C'est la première fois en 60 ans que le parc national conduit un tel projet d'envergure dédié à la biodiversité terrestre. La stratégie d'acquisition des données sur la distribution des espèces et de leurs habitats va permettre de bénéficier d'un état robuste des connaissances selon un maillage géographique cohérent. Toutes ces informations seront intégrées dans les bases de données et systèmes d'information géographique (SIG) de l'établissement. Ces connaissances acquises de façon standardisée seront essentielles pour mieux comprendre les trajectoires futures du milieu terrestre face aux changements globaux. Elles serviront à alimenter la stratégie scientifique du Parc national et à dégager les priorités de conservation.

► Quelle va être, selon vous, la principale difficulté dans la conduite de ce projet ?

Il faut à la fois considérer les multiples groupes d'invertébrés qui sont souvent difficiles à détecter et à déterminer, tout en échantillonnant le territoire de la façon la plus homogène possible, sans laisser de grosses "zones d'ombre". En ce sens, les territoires militaires, nombreux sur le territoire, abritent une biodiversité souvent méconnue ; il sera fructueux de développer des partenariats avec le ministère de la Défense, notamment sur l'île du Levant qui est très peu inventoriée comparativement à Port-Cros et Porquerolles.

En interrogeant les différents services et techniciens impliqués dans ce programme, on constate que le projet Stoechas répond à beaucoup d’attentes - et certaines de longue date - notamment sur la partie bibliographie - pouvez-vous nous expliquer pourquoi ?

En fait, il n'y a pas eu jusqu'alors de synthèse des données déjà collectées par le passé et disponibles dans la riche bibliographie ou les collections naturalistes éparpillées dans la France entière ; de multiples informations restent aussi éparses dans les carnets de terrain, les rapports non publiés et il est important de les regrouper, car même les plus anciennes données sont utiles pour estimer l'évolution des milieux naturels et leur biodiversité.
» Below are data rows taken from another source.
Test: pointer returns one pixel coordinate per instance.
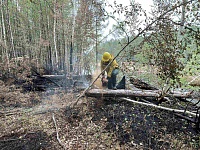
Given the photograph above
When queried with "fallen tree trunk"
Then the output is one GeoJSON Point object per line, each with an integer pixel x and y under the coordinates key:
{"type": "Point", "coordinates": [161, 107]}
{"type": "Point", "coordinates": [131, 93]}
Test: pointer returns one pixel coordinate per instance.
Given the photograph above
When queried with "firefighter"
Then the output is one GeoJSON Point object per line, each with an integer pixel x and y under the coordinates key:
{"type": "Point", "coordinates": [112, 71]}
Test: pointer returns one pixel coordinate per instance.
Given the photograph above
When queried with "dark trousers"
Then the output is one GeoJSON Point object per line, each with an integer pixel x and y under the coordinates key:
{"type": "Point", "coordinates": [113, 79]}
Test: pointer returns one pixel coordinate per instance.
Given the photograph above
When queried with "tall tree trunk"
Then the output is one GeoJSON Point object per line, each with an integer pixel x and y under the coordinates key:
{"type": "Point", "coordinates": [54, 36]}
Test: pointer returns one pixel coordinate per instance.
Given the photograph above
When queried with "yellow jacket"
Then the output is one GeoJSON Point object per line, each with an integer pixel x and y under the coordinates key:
{"type": "Point", "coordinates": [111, 67]}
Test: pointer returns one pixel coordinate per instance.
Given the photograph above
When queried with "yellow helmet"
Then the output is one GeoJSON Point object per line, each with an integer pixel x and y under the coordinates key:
{"type": "Point", "coordinates": [106, 57]}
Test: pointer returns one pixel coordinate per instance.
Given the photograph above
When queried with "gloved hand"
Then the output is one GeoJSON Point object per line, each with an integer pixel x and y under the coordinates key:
{"type": "Point", "coordinates": [104, 81]}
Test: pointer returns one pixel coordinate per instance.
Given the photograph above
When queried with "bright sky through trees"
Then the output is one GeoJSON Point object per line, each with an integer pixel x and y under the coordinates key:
{"type": "Point", "coordinates": [146, 5]}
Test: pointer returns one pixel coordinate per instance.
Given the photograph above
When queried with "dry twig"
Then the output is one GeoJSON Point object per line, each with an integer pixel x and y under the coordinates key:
{"type": "Point", "coordinates": [57, 135]}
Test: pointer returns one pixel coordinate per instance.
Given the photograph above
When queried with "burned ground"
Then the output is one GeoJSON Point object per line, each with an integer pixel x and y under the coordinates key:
{"type": "Point", "coordinates": [92, 124]}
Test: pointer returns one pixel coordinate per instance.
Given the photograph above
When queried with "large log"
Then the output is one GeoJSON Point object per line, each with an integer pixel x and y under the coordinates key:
{"type": "Point", "coordinates": [122, 93]}
{"type": "Point", "coordinates": [131, 93]}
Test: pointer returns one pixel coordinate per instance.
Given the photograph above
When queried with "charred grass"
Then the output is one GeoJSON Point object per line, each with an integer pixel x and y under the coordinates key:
{"type": "Point", "coordinates": [92, 124]}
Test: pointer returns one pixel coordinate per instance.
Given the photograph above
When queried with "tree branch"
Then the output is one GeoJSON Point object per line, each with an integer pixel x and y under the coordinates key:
{"type": "Point", "coordinates": [140, 33]}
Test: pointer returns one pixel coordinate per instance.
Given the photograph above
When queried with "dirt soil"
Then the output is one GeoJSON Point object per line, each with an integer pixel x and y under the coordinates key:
{"type": "Point", "coordinates": [44, 121]}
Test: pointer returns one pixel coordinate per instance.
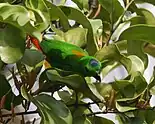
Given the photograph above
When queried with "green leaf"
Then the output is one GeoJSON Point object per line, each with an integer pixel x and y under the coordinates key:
{"type": "Point", "coordinates": [101, 120]}
{"type": "Point", "coordinates": [112, 53]}
{"type": "Point", "coordinates": [109, 67]}
{"type": "Point", "coordinates": [148, 16]}
{"type": "Point", "coordinates": [113, 7]}
{"type": "Point", "coordinates": [79, 17]}
{"type": "Point", "coordinates": [133, 87]}
{"type": "Point", "coordinates": [140, 32]}
{"type": "Point", "coordinates": [122, 108]}
{"type": "Point", "coordinates": [53, 112]}
{"type": "Point", "coordinates": [14, 14]}
{"type": "Point", "coordinates": [96, 24]}
{"type": "Point", "coordinates": [73, 81]}
{"type": "Point", "coordinates": [65, 96]}
{"type": "Point", "coordinates": [1, 64]}
{"type": "Point", "coordinates": [6, 90]}
{"type": "Point", "coordinates": [148, 1]}
{"type": "Point", "coordinates": [136, 48]}
{"type": "Point", "coordinates": [82, 4]}
{"type": "Point", "coordinates": [81, 120]}
{"type": "Point", "coordinates": [18, 16]}
{"type": "Point", "coordinates": [104, 89]}
{"type": "Point", "coordinates": [104, 15]}
{"type": "Point", "coordinates": [32, 57]}
{"type": "Point", "coordinates": [137, 64]}
{"type": "Point", "coordinates": [12, 46]}
{"type": "Point", "coordinates": [41, 13]}
{"type": "Point", "coordinates": [56, 13]}
{"type": "Point", "coordinates": [77, 36]}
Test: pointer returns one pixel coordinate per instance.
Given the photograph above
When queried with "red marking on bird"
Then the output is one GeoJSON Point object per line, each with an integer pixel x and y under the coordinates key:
{"type": "Point", "coordinates": [78, 53]}
{"type": "Point", "coordinates": [35, 42]}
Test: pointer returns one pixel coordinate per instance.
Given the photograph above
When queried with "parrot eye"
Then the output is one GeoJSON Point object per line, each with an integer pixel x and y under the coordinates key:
{"type": "Point", "coordinates": [94, 63]}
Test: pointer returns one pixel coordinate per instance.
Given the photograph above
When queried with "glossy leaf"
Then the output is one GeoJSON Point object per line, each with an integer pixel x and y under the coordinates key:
{"type": "Point", "coordinates": [111, 6]}
{"type": "Point", "coordinates": [15, 14]}
{"type": "Point", "coordinates": [41, 13]}
{"type": "Point", "coordinates": [101, 120]}
{"type": "Point", "coordinates": [140, 32]}
{"type": "Point", "coordinates": [82, 4]}
{"type": "Point", "coordinates": [77, 36]}
{"type": "Point", "coordinates": [58, 14]}
{"type": "Point", "coordinates": [136, 48]}
{"type": "Point", "coordinates": [73, 81]}
{"type": "Point", "coordinates": [19, 17]}
{"type": "Point", "coordinates": [12, 47]}
{"type": "Point", "coordinates": [1, 64]}
{"type": "Point", "coordinates": [53, 111]}
{"type": "Point", "coordinates": [32, 57]}
{"type": "Point", "coordinates": [6, 90]}
{"type": "Point", "coordinates": [148, 16]}
{"type": "Point", "coordinates": [79, 17]}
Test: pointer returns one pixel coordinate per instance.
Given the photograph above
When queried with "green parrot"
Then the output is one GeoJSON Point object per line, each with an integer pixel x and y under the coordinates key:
{"type": "Point", "coordinates": [69, 57]}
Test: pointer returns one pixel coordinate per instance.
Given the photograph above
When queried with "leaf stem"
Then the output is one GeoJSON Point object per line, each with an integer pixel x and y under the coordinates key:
{"type": "Point", "coordinates": [20, 113]}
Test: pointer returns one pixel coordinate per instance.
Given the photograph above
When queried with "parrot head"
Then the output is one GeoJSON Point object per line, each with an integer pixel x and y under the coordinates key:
{"type": "Point", "coordinates": [91, 67]}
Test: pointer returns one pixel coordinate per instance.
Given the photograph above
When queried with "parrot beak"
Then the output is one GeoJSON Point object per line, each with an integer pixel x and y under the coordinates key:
{"type": "Point", "coordinates": [97, 77]}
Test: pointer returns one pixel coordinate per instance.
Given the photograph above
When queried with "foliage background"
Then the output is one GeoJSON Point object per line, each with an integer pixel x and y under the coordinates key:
{"type": "Point", "coordinates": [128, 90]}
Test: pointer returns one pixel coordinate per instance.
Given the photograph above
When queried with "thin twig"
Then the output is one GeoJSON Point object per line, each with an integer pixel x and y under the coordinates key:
{"type": "Point", "coordinates": [20, 113]}
{"type": "Point", "coordinates": [117, 112]}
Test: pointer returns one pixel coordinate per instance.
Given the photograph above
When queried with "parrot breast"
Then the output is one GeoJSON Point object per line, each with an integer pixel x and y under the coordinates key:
{"type": "Point", "coordinates": [68, 57]}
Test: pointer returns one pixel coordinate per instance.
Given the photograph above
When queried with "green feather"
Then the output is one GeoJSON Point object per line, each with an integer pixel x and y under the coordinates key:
{"type": "Point", "coordinates": [70, 57]}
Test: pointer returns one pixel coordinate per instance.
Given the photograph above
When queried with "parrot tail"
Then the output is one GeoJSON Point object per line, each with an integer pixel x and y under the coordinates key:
{"type": "Point", "coordinates": [35, 42]}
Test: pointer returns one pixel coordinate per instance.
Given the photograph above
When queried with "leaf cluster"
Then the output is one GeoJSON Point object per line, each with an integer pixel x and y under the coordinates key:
{"type": "Point", "coordinates": [117, 34]}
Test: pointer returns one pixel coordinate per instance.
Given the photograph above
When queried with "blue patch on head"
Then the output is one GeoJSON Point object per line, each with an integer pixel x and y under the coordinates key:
{"type": "Point", "coordinates": [94, 62]}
Tous les agents du Parc national peuvent donc être impliqués, à des degrés divers, dans ce vaste projet !

► Qu’est-ce que le programme Stoechas va pouvoir apporter, non seulement au Parc national, à ses partenaires et, au-delà, à la communauté scientifique et à la population du territoire ? Est-ce que ce programme a valeur d’exemple ? Constitue-t-il un projet pilote ?

Ce projet a, en effet, aussi pour objectif de fédérer les acteurs institutionnels, les associations naturalistes et la population locale. Il y aura des journées collectives de prospections, un appel aux amateurs naturalistes, des échanges et restitutions destinés au grand public ; une école de terrain d'Aix Marseille Université (ITEM) est d'ores et déjà prévue cet automne et les étudiants de Master vont travailler à la mise en place de protocoles d'échantillonnages pour les invertébrés liés au littoral sableux.

Le thème de notre dossier (L’Attitude mer, terre & littoral N°30) est «La protection de la biodiversité toujours cœur de mission du Parc national de Port-Cros».Vous semble-t-il important de le rappeler ? Et si oui, pourquoi ?

Oui, cela doit rester la préoccupation majeure d'une aire protégée ! Si on doit le rappeler, c'est que de nombreux acteurs du territoire l'oublient trop souvent sans doute... Préserver des écosystèmes fonctionnels et une biodiversité en bon état de conservation c'est aussi garantir une belle diversité de milieux de vie pour l'homme. En ce sens, le projet Stoechas s'insère pleinement dans cette dynamique !

1. Institut méditerranéen de biodiversité et d’écologie marine et continentale.

2. Voir interview complémentaire de Samuel Pereira Dias, chargé de mission Stoechas.